L'instabilité microsatellitaire (MSI) est un marqueur génétique important dans le cancer colorectal (CCR), influençant le pronostic et la réponse aux traitements. Cet article explore en profondeur le statut MSI dans le contexte du CCR, en abordant les aspects diagnostiques, pronostiques et thérapeutiques, ainsi que les implications pour les patients et leurs familles.
Introduction
Le cancer colorectal est une maladie fréquente et grave, représentant une part importante des cancers diagnostiqués dans le monde. La compréhension des mécanismes moléculaires impliqués dans le développement du CCR a conduit à l'identification de sous-types distincts, dont les cancers caractérisés par une instabilité des microsatellites (MSI). Le statut MSI est devenu un élément clé dans la prise en charge du CCR, influençant les décisions thérapeutiques et offrant des perspectives d'immunothérapie.

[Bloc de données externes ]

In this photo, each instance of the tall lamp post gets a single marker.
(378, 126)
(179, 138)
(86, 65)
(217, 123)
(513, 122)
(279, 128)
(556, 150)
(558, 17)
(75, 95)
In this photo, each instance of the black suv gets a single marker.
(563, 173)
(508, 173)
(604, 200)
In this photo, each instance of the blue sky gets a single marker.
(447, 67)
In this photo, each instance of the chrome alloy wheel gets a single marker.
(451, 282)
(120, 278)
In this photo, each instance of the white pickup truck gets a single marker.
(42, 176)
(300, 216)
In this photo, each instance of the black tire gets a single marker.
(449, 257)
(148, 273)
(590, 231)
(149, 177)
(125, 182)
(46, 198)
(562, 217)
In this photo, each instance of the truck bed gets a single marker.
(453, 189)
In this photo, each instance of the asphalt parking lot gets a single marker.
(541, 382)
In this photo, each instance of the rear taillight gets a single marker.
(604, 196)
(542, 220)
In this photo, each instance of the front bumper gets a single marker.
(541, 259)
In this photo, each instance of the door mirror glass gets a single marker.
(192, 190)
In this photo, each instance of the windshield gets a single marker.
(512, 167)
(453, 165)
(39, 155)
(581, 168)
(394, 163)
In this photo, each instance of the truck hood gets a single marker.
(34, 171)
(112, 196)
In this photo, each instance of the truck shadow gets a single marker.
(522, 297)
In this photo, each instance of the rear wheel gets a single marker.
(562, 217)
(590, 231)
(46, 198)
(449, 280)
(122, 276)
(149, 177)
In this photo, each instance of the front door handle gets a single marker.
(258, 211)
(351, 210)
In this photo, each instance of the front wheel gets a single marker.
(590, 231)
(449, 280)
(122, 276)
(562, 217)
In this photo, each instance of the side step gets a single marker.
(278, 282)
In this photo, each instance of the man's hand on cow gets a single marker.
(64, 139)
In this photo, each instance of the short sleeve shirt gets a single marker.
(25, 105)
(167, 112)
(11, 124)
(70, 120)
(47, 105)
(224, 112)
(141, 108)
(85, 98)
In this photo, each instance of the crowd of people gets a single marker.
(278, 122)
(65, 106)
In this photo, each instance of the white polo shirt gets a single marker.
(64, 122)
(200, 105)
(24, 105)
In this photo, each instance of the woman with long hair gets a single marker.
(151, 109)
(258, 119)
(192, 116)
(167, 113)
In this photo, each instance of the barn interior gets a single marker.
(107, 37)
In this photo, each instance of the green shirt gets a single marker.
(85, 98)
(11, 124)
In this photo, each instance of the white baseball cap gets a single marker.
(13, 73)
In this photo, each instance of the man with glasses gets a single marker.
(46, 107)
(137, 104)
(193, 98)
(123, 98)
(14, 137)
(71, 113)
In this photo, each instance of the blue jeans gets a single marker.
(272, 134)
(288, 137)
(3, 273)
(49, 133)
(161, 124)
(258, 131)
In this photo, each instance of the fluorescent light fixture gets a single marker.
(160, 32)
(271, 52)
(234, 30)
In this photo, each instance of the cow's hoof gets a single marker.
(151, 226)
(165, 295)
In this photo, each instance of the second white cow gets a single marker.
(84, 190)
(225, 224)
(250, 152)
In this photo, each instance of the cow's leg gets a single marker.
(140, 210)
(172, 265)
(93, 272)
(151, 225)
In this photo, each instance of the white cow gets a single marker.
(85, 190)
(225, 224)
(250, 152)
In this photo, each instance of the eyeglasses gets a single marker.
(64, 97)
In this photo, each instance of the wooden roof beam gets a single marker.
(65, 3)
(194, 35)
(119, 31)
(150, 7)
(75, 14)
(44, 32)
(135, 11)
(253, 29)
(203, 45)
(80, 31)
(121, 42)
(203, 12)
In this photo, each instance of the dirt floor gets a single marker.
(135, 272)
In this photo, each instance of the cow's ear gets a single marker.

Qu'est-ce que l'Instabilité Microsatellitaire (MSI) ?
L’instabilité microsatellitaire (MSI) est une caractéristique génétique observée dans certains cancers, notamment le cancer colorectal. Elle résulte d'une déficience du système de réparation des mésappariements de l'ADN (MMR), un mécanisme essentiel pour maintenir l'intégrité du génome.
Le Système MMR et son Rôle
Dans les cellules normales, le système MMR corrige les erreurs (mutations) qui peuvent survenir lorsque l’ADN se divise et se réplique. Ce système est constitué d'un ensemble de protéines, dont les principales sont MLH1, MSH2, MSH6 et PMS2. Ces protéines forment des hétérodimères fonctionnels : MLH1 avec PMS2 et MSH2 avec MSH6.
Mécanismes de l'MSI
L'instabilité des microsatellites est une conséquence de l’inactivation fonctionnelle du système de réparation des erreurs produites au cours de la réplication de l’ADN (système MMR). Lorsque le système MMR est déficient, les erreurs s'accumulent dans les séquences répétées du génome, appelées microsatellites. Ces séquences, non codantes, sont réparties aléatoirement dans le génome. L'accumulation d'erreurs conduit à une instabilité de ces microsatellites, d'où le terme "instabilité microsatellitaire".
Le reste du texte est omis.